Draft by Prime Minister Churchill 1

The President and the Prime Minister have sent the following message to Marshal Badoglio:

“Marshal.2 It has fallen to you in the hour of your country’s agony to take the first decisive steps to win peace and freedom for the Italian people and to win back for Italy an honourable place3 in the civilization of Europe.

You have already freed your country from Fascist servitude. There remains the even more important task of cleansing the Italian soil from the German invaders. Hitler, through his accomplice Mussolini, has brought Italy to the verge of ruin. He has driven the Italians into disastrous campaigns in the sands of Egypt and the snows of Russia. The Germans have always deserted the Italian troops on the battlefield, sacrificing them contemptuously in order to cover their own retreats. Now Hitler threatens to subject you all to the cruelties he is perpetrating in so many lands.

[Page 1286]

4 Now is the time for every Italian to strike his blow. The liberating armies of the Western World are coming to your rescue. We have very strong forces and are entering at many points. The German terror in Italy will not last long. They will be extirpated from your land and you, by helping in this great surge of liberation, will place yourselves once more among the true and long-proved friends of Italy5 from whom you have been so wrongfully estranged.

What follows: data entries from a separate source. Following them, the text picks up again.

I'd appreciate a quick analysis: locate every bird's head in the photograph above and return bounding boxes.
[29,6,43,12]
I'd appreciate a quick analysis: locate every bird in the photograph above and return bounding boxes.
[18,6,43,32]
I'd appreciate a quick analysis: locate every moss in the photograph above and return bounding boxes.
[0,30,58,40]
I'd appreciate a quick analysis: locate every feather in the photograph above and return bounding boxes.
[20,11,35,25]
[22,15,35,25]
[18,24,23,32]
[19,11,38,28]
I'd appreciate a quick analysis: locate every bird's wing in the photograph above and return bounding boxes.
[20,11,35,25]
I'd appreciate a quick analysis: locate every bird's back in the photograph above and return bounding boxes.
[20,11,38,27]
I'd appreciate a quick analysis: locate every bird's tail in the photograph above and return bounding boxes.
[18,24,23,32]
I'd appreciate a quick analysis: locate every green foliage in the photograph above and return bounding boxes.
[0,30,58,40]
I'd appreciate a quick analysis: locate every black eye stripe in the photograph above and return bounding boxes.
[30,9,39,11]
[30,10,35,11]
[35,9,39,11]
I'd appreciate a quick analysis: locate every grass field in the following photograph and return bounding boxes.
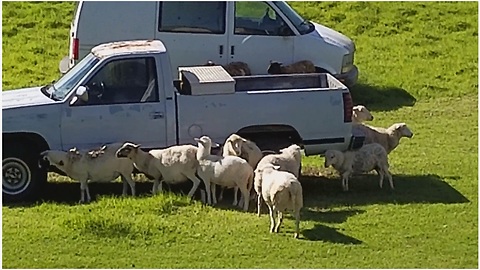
[2,1,478,269]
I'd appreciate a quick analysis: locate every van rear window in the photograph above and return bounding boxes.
[158,1,226,34]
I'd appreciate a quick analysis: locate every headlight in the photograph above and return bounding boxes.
[341,53,354,74]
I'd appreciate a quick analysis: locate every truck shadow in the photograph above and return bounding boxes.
[349,82,417,112]
[299,173,470,208]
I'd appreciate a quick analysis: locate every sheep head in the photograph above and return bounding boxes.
[324,150,342,168]
[280,144,302,163]
[352,105,374,123]
[116,142,140,159]
[267,61,283,74]
[40,149,81,173]
[224,134,248,156]
[389,123,414,139]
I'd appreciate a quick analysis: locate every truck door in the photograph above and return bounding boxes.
[227,1,295,74]
[61,56,168,150]
[155,1,228,77]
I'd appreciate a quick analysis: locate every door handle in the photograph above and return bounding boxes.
[230,45,235,55]
[149,112,164,119]
[219,45,224,55]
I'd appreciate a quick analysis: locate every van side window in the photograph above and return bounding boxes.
[234,2,294,36]
[82,57,159,105]
[159,2,226,34]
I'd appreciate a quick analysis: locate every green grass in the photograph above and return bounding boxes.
[2,1,478,269]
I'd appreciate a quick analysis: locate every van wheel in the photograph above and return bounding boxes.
[2,142,46,203]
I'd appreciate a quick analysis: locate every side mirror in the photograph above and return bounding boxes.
[69,86,88,106]
[59,56,70,74]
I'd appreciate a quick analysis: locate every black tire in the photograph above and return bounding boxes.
[2,142,46,203]
[253,136,292,154]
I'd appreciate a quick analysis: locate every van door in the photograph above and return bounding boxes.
[61,56,168,150]
[155,1,228,78]
[227,1,295,75]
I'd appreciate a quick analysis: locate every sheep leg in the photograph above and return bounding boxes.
[257,194,262,217]
[211,184,217,205]
[376,168,385,189]
[218,186,225,202]
[268,205,276,233]
[152,179,158,194]
[274,210,283,233]
[185,173,202,199]
[386,171,394,190]
[293,209,300,239]
[199,177,212,205]
[239,185,250,211]
[121,174,136,197]
[341,171,351,191]
[79,181,90,203]
[233,187,239,207]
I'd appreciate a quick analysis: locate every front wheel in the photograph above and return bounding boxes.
[2,143,46,203]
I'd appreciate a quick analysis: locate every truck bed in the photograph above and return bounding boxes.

Take every chance you can. Strike hard and strike home. Have faith in your future. All will come well. March forward with your American and British friends in the great world movement towards Freedom, Justice and Peace.”

W[inston] S C[hurchill]
6
10.9.43
  1. This draft was forwarded by the President’s Naval Aide to Roosevelt at Hyde Park in telegram No. White 7, September 10, 1943, with the following introductory paragraph: “This is from Admiral Brown to the President. With reference to Naf 395 from Eisenhower [ante, p. 1284], the Prime Minister suggests the following from you and him to Marshal Badoglio.” White 7 also contained the following concluding paragraph: “Further from Admiral Brown with reference to above. Admiral Leahy suggests it well to consider whether it is wise for you to send any message to Badoglio at this time. This note for the President.”
  2. This word was a manuscript addition on the source text. It was later crossed out, but was included in the text sent to Roosevelt in telegram No. White 7 and also in the text sent to Eisenhower. See post, p. 1286, fn. 3.
  3. In the text sent to Eisenhower this passage, apparently as a result of a typographical error, read “honorable peace”.
  4. In the text sent to Eisenhower, this paragraph began “People of Italy,” in accordance with a suggestion by Roosevelt. See infra.
  5. In the text sent to Eisenhower this passage read “friends of your country”.
  6. In the text sent to Eisenhower Churchill’s initials and the date were replaced by the words, “Signed Franklin D Roosevelt and Winston Churchill.”